On Thursday evening, a prominent Guatemalan lawyer was assassinated on Avenida de la Reforma in Zone 9 of the capital shortly after leaving her office. Lea Marie de Leon was killed by two men riding on a motorcylce. Her husband is a Prensa Libre editor.
Interior Minister Mauricio Lopez Bonilla speculated that a drug cartel was responsible for her death. However, there are other indications that she might have been killed because of internal office politics. De Leon recently received threats from a prosecutor which she had passed along to authorities. The threat was possibly related to the Valat case. They are not mutually exclusive - the motive could be related to both theories.
De Leon defended Maria del Rosario Melgar, accused of involvement in Victor Rivera's murder. Rivera was an adviser to the Interior Ministry who died in 2008. She also defended two men involved in the 2009 murder/suicide of Rodrigo Rosenberg. She was also involved in a number of other cases as prosecutor or defender.
There's a good chance that authorities will solve this case as well. They've been pretty good at solving high-profile cases and here they have ballistics, witnesses, and cameras.
However, at least based upon what Prensa Libre reported, it's tough to understand what Bonilla is thinking. In response to the killing, he said that the government is going to crack down on motorcycle violations since the assassins rode on motorcycles. They did this earlier in week anyway from what I was watching on T.V.
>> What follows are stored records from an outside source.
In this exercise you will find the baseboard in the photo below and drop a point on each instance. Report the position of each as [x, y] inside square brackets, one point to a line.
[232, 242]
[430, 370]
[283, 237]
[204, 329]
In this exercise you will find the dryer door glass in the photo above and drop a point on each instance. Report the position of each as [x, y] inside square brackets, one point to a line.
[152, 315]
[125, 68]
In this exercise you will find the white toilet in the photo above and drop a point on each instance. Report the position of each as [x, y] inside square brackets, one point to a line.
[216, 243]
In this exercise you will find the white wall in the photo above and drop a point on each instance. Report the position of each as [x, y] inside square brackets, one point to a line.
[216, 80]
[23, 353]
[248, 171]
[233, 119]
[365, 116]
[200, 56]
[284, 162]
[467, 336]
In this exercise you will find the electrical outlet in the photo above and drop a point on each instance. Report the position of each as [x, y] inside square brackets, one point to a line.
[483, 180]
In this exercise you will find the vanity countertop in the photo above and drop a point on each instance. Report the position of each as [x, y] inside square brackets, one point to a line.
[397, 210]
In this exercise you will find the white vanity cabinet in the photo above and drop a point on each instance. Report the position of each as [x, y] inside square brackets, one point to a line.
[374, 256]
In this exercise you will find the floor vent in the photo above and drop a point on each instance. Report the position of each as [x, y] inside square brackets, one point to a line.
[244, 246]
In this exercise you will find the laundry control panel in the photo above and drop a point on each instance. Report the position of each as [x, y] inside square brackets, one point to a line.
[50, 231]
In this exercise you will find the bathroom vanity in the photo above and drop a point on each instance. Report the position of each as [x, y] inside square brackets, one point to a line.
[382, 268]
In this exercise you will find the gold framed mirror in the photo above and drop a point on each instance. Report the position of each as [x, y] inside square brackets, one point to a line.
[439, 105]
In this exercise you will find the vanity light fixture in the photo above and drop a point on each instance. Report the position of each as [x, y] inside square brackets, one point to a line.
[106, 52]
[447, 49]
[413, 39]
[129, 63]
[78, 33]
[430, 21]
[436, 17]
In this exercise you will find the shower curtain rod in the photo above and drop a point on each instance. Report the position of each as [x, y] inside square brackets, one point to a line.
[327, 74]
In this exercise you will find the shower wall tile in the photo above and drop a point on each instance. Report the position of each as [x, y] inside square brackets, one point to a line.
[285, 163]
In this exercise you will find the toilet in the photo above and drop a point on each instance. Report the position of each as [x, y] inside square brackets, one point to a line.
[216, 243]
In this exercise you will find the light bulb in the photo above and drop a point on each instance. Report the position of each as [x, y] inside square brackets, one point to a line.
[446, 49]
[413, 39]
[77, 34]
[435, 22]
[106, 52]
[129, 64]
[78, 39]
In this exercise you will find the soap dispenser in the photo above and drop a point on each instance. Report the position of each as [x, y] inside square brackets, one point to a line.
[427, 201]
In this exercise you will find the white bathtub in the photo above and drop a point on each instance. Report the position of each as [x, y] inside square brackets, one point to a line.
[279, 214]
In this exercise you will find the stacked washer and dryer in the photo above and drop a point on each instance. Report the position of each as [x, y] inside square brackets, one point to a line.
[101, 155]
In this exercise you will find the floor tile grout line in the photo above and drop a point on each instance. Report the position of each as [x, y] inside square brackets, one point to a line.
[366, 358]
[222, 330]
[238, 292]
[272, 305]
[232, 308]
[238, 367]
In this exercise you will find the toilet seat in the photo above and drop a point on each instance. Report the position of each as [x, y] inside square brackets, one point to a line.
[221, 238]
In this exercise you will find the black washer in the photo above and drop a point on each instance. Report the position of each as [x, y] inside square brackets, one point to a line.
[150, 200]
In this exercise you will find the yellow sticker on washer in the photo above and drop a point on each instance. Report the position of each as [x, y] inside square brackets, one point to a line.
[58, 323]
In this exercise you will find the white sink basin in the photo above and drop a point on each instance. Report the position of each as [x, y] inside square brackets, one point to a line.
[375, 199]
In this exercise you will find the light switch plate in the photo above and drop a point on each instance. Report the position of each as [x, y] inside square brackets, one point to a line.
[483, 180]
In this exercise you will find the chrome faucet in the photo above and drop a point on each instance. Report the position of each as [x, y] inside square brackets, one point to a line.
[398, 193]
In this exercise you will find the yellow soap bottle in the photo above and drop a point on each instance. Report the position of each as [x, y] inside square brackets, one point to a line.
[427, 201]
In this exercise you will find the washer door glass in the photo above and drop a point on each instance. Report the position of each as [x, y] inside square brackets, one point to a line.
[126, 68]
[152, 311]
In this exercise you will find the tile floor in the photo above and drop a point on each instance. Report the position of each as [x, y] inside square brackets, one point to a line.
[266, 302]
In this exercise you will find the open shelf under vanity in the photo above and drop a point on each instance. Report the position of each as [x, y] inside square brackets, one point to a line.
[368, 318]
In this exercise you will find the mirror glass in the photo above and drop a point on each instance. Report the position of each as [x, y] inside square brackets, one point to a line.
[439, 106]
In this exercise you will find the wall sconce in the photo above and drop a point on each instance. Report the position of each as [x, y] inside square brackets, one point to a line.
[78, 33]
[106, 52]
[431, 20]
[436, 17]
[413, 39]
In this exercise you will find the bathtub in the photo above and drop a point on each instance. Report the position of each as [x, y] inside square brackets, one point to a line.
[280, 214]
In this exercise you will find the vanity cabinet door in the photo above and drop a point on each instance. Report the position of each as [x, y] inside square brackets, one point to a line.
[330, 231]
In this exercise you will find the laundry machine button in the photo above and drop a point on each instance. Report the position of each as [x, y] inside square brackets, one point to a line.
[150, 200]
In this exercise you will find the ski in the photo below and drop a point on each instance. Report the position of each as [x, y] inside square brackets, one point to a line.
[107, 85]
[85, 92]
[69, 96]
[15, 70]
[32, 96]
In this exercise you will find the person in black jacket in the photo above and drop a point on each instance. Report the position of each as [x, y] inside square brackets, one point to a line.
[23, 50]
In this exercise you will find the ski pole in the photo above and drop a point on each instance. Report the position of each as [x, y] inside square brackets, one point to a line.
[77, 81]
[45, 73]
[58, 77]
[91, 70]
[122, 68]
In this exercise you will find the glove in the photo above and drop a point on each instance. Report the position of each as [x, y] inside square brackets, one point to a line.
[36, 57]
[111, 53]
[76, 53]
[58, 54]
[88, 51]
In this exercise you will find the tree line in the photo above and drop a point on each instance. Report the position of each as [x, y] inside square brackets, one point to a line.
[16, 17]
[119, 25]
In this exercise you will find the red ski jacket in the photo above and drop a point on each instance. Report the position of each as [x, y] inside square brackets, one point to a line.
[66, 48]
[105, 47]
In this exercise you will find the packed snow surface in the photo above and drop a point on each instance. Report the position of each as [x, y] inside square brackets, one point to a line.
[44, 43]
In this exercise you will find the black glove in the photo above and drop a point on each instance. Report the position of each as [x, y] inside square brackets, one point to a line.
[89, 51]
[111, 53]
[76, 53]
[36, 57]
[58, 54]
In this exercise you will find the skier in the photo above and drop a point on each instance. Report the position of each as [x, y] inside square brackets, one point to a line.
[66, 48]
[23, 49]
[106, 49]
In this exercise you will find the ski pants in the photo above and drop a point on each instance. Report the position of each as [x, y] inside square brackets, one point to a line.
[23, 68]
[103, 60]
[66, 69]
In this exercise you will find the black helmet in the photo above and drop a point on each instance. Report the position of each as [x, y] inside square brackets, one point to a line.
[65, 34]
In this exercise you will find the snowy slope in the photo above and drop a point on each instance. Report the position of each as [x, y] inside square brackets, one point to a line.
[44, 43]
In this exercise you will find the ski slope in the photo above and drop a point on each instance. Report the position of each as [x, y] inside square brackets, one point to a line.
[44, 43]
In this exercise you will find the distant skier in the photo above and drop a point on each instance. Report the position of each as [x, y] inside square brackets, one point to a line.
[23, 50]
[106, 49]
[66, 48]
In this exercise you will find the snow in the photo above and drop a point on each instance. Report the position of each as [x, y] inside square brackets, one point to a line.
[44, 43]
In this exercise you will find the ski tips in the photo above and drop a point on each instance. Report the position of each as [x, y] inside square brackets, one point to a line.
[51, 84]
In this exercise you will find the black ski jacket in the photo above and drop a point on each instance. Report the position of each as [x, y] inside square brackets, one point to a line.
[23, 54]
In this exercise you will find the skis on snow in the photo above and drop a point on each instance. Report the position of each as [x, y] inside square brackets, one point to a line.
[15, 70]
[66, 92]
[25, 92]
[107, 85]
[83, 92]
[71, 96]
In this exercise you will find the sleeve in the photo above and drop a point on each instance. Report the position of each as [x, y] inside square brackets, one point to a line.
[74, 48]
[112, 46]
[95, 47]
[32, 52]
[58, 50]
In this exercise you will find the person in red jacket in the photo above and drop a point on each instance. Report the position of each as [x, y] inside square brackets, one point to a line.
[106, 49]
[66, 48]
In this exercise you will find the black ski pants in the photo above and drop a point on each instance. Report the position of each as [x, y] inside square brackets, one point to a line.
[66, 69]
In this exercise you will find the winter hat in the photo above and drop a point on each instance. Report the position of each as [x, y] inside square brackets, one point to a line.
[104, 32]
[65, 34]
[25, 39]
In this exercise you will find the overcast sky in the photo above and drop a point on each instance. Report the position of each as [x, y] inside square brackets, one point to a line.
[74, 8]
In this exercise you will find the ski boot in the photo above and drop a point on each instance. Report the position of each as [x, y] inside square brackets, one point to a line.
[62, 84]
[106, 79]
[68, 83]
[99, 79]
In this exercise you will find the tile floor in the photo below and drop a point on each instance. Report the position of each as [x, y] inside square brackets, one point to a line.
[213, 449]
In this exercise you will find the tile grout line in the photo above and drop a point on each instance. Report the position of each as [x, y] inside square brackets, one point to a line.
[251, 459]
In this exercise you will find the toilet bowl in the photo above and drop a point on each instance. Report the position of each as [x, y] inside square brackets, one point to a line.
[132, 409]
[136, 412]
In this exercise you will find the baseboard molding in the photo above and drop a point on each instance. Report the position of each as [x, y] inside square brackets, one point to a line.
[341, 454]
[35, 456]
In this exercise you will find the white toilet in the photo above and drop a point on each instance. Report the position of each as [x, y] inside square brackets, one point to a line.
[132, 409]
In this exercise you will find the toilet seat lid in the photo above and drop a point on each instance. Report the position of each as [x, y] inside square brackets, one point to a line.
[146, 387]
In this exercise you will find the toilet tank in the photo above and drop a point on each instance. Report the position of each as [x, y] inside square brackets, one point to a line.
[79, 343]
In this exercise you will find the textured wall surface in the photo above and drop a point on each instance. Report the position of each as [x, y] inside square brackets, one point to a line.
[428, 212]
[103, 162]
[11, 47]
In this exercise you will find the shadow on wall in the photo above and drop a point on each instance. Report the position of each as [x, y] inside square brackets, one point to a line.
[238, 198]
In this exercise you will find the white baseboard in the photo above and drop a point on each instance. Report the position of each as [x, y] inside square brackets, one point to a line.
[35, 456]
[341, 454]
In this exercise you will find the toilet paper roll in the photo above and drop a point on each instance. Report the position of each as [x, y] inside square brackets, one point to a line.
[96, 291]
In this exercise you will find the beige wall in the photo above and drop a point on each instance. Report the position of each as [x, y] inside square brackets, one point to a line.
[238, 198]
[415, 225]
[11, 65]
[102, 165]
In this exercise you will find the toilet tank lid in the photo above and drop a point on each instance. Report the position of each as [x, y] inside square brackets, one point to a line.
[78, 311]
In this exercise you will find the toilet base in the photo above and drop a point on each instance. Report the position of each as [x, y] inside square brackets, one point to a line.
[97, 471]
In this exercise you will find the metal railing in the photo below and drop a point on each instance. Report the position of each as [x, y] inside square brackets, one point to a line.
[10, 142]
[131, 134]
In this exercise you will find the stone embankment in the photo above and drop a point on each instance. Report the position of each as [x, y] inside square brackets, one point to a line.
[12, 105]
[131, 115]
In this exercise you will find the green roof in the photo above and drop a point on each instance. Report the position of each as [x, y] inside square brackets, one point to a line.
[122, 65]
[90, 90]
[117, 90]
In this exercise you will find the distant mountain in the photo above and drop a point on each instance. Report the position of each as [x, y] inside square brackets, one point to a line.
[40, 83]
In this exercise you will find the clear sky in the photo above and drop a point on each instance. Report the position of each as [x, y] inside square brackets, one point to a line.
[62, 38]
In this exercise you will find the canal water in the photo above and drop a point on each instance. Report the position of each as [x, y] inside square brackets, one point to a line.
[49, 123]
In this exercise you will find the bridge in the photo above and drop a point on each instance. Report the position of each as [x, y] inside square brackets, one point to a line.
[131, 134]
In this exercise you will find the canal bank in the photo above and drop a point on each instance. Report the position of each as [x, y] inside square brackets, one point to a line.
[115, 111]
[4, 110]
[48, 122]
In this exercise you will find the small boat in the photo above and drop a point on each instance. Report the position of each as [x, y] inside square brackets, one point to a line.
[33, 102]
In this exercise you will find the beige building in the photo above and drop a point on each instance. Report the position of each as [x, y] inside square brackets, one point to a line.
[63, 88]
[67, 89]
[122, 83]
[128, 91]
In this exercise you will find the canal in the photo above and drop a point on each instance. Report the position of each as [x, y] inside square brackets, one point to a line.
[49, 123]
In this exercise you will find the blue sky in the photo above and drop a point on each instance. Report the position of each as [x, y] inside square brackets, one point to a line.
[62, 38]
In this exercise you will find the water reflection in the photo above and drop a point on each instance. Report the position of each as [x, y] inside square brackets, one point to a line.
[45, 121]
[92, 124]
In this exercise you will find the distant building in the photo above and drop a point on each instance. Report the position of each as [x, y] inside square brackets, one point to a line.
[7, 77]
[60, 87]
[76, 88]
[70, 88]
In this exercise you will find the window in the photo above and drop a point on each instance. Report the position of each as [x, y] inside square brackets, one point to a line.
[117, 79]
What he should have said was that attacks upon the criminal justice system will not be tolerated. De Leon was a defense attorney killed. In December, a prosecutor in Huehuetenango was killed. Several prison guards and police officers have also recently been murdered.
Bonilla should have said that they will prosecute those who threaten and kill employees of the justice system to the fullest extent of the law.
And that while they cannot restrict Guatemalans' right to free speech, statements that allege that the Attorney General's office is controlled by former guerrillas pursuing political witch hunts are counterproductive to establishing a true rule of law in Guatemala. In today's Guatemala, statements such as these endanger prosecutors, defense lawyers, judges, and human rights activists.